Middlesex DA Marian Ryan — who in a letter to state officials said 1,621 Middlesex cases have been called into question — is now pushing the Office of the Inspector General for answers on the OIG's lab investigation.

"The OIG, and the OIG alone, is in a position to clearly explain what its investigation revealed about the possibility that Farak engaged in misconduct while employed at the Hinton Lab," Ryan recently wrote to Inspector General Glenn Cunha and Gov. Charlie Baker.

Farak was previously involved in the Amherst drug lab scandal that led to the dismissal of thousands of convictions. She admitted to stealing and using drugs from the lab.

"Farak's malfeasance at the Amherst Lab occurred shortly after she left the Hinton Lab, raising questions about whether she had engaged in similar misconduct at the Hinton Lab before she left," Ryan said.

In its report, the OIG concluded that Annie Dookhan, another lab technician who was convicted of tampering with evidence, "was the sole bad actor."

But now the OIG's investigation is getting scrutinized in the wake of a Middlesex Superior Court judge's ruling that vacated Eugene Sutton's drug conviction. A judge ordered a new trial for Sutton because the "OIG's investigation had not sufficiently focused upon potential misconduct by Farak at the Hinton Lab," Ryan said.

As a result, the DA's Office will not retry the Sutton case, and now 1,621 Middlesex County cases — and 9,793 statewide convictions arising out of Farak's work at the Hinton lab — have been called into question, Ryan said.
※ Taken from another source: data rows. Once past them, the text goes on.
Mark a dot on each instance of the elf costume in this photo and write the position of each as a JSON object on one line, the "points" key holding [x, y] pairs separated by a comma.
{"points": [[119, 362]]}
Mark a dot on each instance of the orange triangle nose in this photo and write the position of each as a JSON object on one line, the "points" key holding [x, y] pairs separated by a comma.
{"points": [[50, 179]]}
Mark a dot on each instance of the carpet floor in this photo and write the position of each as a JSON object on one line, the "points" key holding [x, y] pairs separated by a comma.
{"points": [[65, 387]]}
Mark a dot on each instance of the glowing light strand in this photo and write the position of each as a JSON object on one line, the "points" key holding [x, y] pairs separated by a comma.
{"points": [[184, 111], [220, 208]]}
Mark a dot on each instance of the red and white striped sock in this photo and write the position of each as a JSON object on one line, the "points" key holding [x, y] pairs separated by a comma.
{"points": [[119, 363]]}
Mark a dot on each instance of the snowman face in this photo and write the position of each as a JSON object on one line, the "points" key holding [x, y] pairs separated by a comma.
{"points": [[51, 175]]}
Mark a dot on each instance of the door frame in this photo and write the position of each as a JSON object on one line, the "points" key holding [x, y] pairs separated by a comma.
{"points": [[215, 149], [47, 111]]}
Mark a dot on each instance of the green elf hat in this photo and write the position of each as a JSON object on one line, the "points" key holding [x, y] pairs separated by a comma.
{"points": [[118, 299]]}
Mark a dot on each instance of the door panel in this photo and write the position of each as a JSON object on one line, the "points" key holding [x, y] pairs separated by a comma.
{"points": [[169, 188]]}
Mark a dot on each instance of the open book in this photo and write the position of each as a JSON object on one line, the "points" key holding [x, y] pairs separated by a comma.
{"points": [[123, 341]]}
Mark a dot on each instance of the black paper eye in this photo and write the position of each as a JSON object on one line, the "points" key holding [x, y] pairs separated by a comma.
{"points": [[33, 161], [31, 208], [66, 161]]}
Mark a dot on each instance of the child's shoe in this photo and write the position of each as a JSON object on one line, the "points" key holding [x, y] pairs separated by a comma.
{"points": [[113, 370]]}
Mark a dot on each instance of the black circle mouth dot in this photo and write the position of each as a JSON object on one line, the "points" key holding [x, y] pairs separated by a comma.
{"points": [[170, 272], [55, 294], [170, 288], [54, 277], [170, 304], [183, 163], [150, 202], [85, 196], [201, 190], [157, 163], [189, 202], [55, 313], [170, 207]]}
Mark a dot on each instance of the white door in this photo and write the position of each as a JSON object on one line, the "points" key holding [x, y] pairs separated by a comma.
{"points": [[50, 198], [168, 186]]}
"In the wake of the Sutton decision, it's imperative that the OIG definitively state whether Farak tampered with evidence while employed at the Hinton Lab," Ryan wrote.

In response to Ryan, the inspector general wrote that "no evidence of misfeasance or malfeasance has come to light about Farak at the Hinton Lab."

Cunha also said Ryan had mischaracterized the court's finding.

"Contrary to your assertion, the court did not vacate Sutton's conviction because the OIG's investigation did not focus on Farak's conduct at the Hinton Lab, but because the Commonwealth, through your office, had not fulfilled its discovery obligation," Cunha wrote.

He also later added, "you claim that over nine-thousand convictions arising out of Farak's work at the Hinton Lab are at stake. Clearly, you are citing the number of samples that Farak tested, not convictions. I take seriously the significance of each conviction, but it serves no legitimate purpose to exaggerate these numbers in this manner."